Remember that saying "time is money" ? Well it is. Don't sell yourself short by not factoring that in. This becomes particularly important when your tiny house build gets in the way of your "real" job. We knew we didn't have a lot of money to spend on our build, $20,000 dollars to be exact (read about the budget here). So we made up the gap between what we wanted in a tiny house and what we could afford by using recycled and reclaimed materials. But THIS TOOK TIME! This whole wall took two days to put together.
Other People's Time
Lots of people who have visited our home are impressive by the fact that we built it ourselves. Then they ask how much it cost and in the same breath confess they want to have their tiny house built for them and they want to spend about the same that we did! I have since learned not to laugh in their faces. If you don't have the skills to build a tiny house yourself, be prepared to pay big money for the materials and TIME (plus a markup) for someone else to do the dirty work. In all honestly, the margins are so low that after you consider a tiny house builders insurance, tools, workers, build site, utilities, and other business things, you're probably still getting a good deal, even if it's much more than the $20,000 you are willing to pay. All I'm saying is there are no shortcuts- a tiny house is just like a regular house in terms of labour costs. You can't avoid it.
Depending on where you are, how cheap you are and what standard of tiny house you want to build, there is a range in cost for materials. But if a tiny house owner is bragging they spent $5,000 on their whole build for materials, they are leaving some part of the story out. And if they are cutting serious corners, well all bets are off on comparing budgets. Just take plywood for example. We tried to cheap out once we saw the cost of one sheet of ply at Bunnings Warehouse. We bought the thinnest stuff that would do the job, secured it and didn't like the idea of living in a bouncy castle (read about our shenanigans here). So we had to go back and buy more! If we had done our research and had understood the cost, we could have found a better deal and budgeted to spend the money for the thickest plywood in order to avoid buying it twice (not to mention the gas).
Patrick came to New Zealand with ZERO tools. He felt like a fish out of water. He used to own every tool imaginable from suitcase welders to his own forklift but had to leave it all behind. If I had known how many tools we would need for the build, I would have said absolutely not. Luckily Pat used all the tools again after the build (except for a few which we sold), but for some the only time these tools will be put to work will be during the build. Read about the essential tools you need to build a tiny house here.
So don't forget to budget these into your budget. Luckily you don't need them all at the same time, so it's a bit easier to stomach if you buy as you build.

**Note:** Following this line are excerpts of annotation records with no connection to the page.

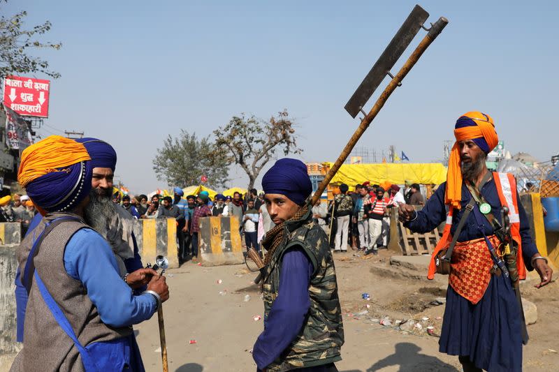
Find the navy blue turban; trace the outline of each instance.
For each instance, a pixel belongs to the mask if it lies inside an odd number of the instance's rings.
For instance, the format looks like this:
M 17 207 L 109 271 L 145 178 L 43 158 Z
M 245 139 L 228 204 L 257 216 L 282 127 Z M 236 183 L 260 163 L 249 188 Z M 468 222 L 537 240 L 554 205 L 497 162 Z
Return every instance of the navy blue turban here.
M 262 178 L 262 188 L 267 194 L 281 194 L 292 202 L 303 205 L 312 192 L 312 184 L 307 166 L 299 160 L 284 158 L 266 172 Z
M 33 202 L 48 212 L 71 211 L 89 195 L 91 161 L 80 161 L 34 179 L 25 188 Z M 62 169 L 62 168 L 59 168 Z
M 454 126 L 454 129 L 464 128 L 466 126 L 477 126 L 477 124 L 468 117 L 463 116 L 460 117 L 456 121 L 456 124 Z M 491 152 L 491 150 L 489 149 L 489 144 L 483 137 L 480 138 L 472 138 L 472 141 L 473 141 L 474 143 L 478 146 L 478 147 L 481 149 L 481 151 L 484 153 L 489 154 L 489 152 Z
M 97 138 L 78 138 L 75 141 L 85 146 L 92 157 L 92 167 L 110 168 L 115 172 L 117 167 L 117 151 L 111 145 Z

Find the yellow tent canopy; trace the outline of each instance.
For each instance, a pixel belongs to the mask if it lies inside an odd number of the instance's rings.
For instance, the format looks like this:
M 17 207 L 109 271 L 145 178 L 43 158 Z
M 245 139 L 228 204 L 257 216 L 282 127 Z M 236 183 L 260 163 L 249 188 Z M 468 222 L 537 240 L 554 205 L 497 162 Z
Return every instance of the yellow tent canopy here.
M 245 195 L 247 193 L 246 188 L 241 188 L 240 187 L 232 187 L 229 189 L 226 190 L 222 193 L 225 196 L 231 196 L 233 198 L 233 194 L 235 193 L 240 193 L 240 195 Z
M 208 191 L 208 193 L 210 194 L 210 198 L 212 200 L 213 200 L 215 198 L 215 195 L 217 195 L 217 191 L 215 190 L 212 190 L 211 188 L 202 185 L 188 186 L 183 188 L 182 191 L 184 192 L 184 195 L 183 198 L 186 198 L 189 195 L 198 195 L 202 191 Z
M 330 169 L 332 163 L 325 163 Z M 406 181 L 416 184 L 440 184 L 447 181 L 447 168 L 439 163 L 382 164 L 344 164 L 340 168 L 331 184 L 346 184 L 350 187 L 369 181 L 379 184 L 390 182 L 403 185 Z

Oh the wonder of the cost of a New Zealand tiny house trailer. If we hadn't found a tiny house trailer for $3,000 dollars- we wouldn't be in a tiny house right now. This was by far the most difficult item to source and the most expensive item we purchased for our build. Sure you could get a flimsy one, a cheap one, small one or even a wooden trailer (seriously), but you will just encounter problems down the road (pun intended- you don't want your tiny house to end up down the road while you are trying to tow it in the other direction). It's worth the splurge- but also be realistic with your budget. In New Zealand it isn't out of the ordinary for the trailer to be half your budget. Check out the first blog we did regarding the purchase of our trailer.
SAFE ways to save on a trailer: If you are getting it custom made, don't get it galvanised, paint it with rust proof paint. Tell them you will source your own wheels. Opt for a reasonable sized trailer, you don't need to max out the dimensions to have a comfortable home (remember it's supposed to be TINY). Keep your build weight WAY down and settle for a two axel trailer. It's hard to do and you need some creative building skills, but you will save on the trailer.
When we started seriously talking about building our tiny house, we lived in a tiny uni flat with barely any yard and no parking. We found a place to build our tiny house about two days before it was delivered. Talk about cutting it close! We paid $150 dollars a month for a locked paddock that we could access on the weekends and holidays. I think we got a great deal! The downside was there was no electricity so we bought a generator and compressor (more money!). We added this cost to our budget, although when we first starting thinking about the build we didn't consider it.
If you are in the planning stages for your tiny house, don't forget these hidden costs. They could be the difference between completing your build on time or helping you to stay on budget.